Nederland onderschrijft het belang van hervormingen in het hoger onderwijs om zo de bijdrage van de Europese hoger onderwijssystemen aan slimme, duurzame en inclusieve groei te maximaliseren en steunt de gekozen koers naar toekomstbestendige hoger onderwijsstelsels, met een internationale aantrekkingskracht, waarin studenten en docenten worden uitgedaagd en onderzoekers bijdragen aan het oplossen van de grote maatschappelijke vraagstukken en het vergroten van onze economische welvaart.

Hoewel hoger onderwijs meer is dan een instrument voor economische groei en ook van belang is voor ontplooiing van mensen en de maatschappij als geheel, deelt Nederland in grote lijnen de visie in deze mededeling en stelt zich achter de maatregelen die de EU voorstelt om de in de mededeling genoemde doelstellingen te realiseren.

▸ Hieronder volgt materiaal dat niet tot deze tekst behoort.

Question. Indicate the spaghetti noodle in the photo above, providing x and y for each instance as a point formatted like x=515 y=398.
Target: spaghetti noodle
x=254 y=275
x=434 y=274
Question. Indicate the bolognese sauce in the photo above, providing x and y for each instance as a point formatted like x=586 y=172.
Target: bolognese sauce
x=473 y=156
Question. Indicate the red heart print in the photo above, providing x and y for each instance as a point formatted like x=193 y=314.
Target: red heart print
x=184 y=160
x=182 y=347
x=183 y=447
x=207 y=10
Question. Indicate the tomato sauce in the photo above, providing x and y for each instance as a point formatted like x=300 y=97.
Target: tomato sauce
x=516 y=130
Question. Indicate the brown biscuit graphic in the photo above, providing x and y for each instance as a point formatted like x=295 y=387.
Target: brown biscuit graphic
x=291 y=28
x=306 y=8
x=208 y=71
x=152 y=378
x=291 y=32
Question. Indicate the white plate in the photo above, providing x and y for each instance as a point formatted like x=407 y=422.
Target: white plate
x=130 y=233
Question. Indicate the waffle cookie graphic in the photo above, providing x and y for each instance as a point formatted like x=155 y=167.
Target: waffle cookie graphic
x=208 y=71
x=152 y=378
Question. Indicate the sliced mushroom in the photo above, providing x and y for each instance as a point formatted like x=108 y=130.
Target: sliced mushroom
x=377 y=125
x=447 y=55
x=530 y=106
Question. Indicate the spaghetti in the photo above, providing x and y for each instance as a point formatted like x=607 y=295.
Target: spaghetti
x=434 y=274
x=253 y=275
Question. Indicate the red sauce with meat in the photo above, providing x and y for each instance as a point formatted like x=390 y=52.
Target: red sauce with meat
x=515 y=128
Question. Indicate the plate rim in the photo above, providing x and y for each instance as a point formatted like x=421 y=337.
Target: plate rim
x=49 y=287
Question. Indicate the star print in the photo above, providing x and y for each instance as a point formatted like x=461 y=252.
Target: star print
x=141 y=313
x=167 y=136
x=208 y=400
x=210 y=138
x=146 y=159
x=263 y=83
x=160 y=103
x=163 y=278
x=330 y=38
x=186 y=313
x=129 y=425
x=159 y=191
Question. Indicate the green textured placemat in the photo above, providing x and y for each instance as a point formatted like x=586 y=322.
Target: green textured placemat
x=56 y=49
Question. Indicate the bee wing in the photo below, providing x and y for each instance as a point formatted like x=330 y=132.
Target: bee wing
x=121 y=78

Nederland heeft er tijdens de onderhandelingen met succes op aangedrongen dat in het kader van studentenmobiliteit het belang van een zekere balans in de mobiliteit wordt benadrukt in de raadsconclusies. Voorts wordt in de raadsconclusies op verzoek van Nederland verwezen naar het belang van samenwerking tussen partijen die deel uit maken van de kennisdriehoek.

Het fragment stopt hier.